Data Module Guide#

The finm.data module provides access to financial data from various sources with a standardized interface. All load functions return polars DataFrames by default.

Standard Interface#

Each data source submodule follows the same pattern:

from finm.data import federal_reserve

# Download data from source
federal_reserve.pull(data_dir="./data", accept_license=True)

# Load cached data (returns polars DataFrame)
df = federal_reserve.load(data_dir="./data")

# Load in long format for time series analysis
df_long = federal_reserve.load(data_dir="./data", format="long")

# Get a LazyFrame for deferred computation
lf = federal_reserve.load(data_dir="./data", lazy=True)

# Manual conversion to long format
df_long = federal_reserve.to_long_format(df)

Caching with pull_if_not_found#

Each load function supports automatic downloading when data is missing locally:

from finm.data import federal_reserve

# Will pull data if not found locally
df = federal_reserve.load(
    data_dir="./data",
    pull_if_not_found=True,
    accept_license=True,
)

When using pull_if_not_found=True, you must also set accept_license=True to acknowledge the data provider’s license terms.

WRDS Special Handling#

WRDS data requires credentials when pulling:

from finm.data import wrds

df = wrds.load(
    data_dir="./data",
    variant="treasury",
    pull_if_not_found=True,
    wrds_username="your_username",
    start_date="2020-01-01",
    end_date="2023-12-31",
)

Polars DataFrames#

All load functions return polars DataFrames by default for better performance. Use the lazy=True parameter to get a LazyFrame instead:

# Returns polars.DataFrame (default)
df = federal_reserve.load(data_dir="./data")

# Returns polars.LazyFrame for deferred computation
lf = federal_reserve.load(data_dir="./data", lazy=True)
result = lf.filter(pl.col("SVENY01") > 0.03).collect()

Long Format#

The long format uses three standard columns:

  • unique_id: Identifier for the time series (e.g., yield maturity, factor name, CUSIP)

  • ds: Date

  • y: Value

This format is useful for panel data analysis and time series forecasting.

Available Data Sources#

Federal Reserve Yield Curve#

GSW (Gurkaynak, Sack, Wright) yield curve model data.

from finm.data import federal_reserve

# Download and save to ./data
federal_reserve.pull(data_dir="./data")

# Load standard yield columns (SVENY01-30)
df = federal_reserve.load(data_dir="./data", variant="standard")

# Load all columns
df_all = federal_reserve.load(data_dir="./data", variant="all")

Fama-French Factors#

Fama-French 3 factors from Ken French’s Data Library.

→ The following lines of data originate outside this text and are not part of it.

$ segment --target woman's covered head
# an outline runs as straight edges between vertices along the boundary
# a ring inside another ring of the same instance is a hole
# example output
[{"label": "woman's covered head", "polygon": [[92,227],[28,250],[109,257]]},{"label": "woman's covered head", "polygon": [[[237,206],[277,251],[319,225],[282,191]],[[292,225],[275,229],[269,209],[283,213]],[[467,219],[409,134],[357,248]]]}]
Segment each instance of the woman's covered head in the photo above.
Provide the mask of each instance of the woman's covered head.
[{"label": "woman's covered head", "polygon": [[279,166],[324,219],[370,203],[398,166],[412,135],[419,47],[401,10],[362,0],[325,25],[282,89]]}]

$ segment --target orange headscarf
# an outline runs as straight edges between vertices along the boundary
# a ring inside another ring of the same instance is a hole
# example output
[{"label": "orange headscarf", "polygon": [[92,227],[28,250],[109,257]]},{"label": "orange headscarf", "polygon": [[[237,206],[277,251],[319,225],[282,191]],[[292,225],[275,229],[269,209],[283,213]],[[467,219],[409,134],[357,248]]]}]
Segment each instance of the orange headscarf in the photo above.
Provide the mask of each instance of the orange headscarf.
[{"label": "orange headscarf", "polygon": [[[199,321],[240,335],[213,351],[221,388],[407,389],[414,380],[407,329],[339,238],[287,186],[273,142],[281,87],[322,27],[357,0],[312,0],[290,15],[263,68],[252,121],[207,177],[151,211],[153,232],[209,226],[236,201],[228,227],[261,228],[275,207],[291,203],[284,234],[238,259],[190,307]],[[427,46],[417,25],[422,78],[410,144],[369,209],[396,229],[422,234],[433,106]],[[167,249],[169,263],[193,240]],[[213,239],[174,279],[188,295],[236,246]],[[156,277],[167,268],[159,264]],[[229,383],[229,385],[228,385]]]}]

from finm.data import fama_french

# Load bundled data (no download needed)
df = fama_french.load()

# Filter by date
df = fama_french.load(start="2020-01-01", end="2023-12-31")

# Download latest data (requires pandas-datareader)
fama_french.pull(data_dir="./data", frequency="daily")

He-Kelly-Manela Factors#

Intermediary capital risk factors from He, Kelly, and Manela (2017).

from finm.data import he_kelly_manela

# Download data
he_kelly_manela.pull(data_dir="./data")

# Load variants
df_monthly = he_kelly_manela.load(data_dir="./data", variant="factors_monthly")
df_daily = he_kelly_manela.load(data_dir="./data", variant="factors_daily")
df_all = he_kelly_manela.load(data_dir="./data", variant="all")

Open Source Bond Returns#

Treasury and corporate bond returns from Open Bond Asset Pricing.

from finm.data import open_source_bond

# Download both datasets
open_source_bond.pull(data_dir="./data", variant="all")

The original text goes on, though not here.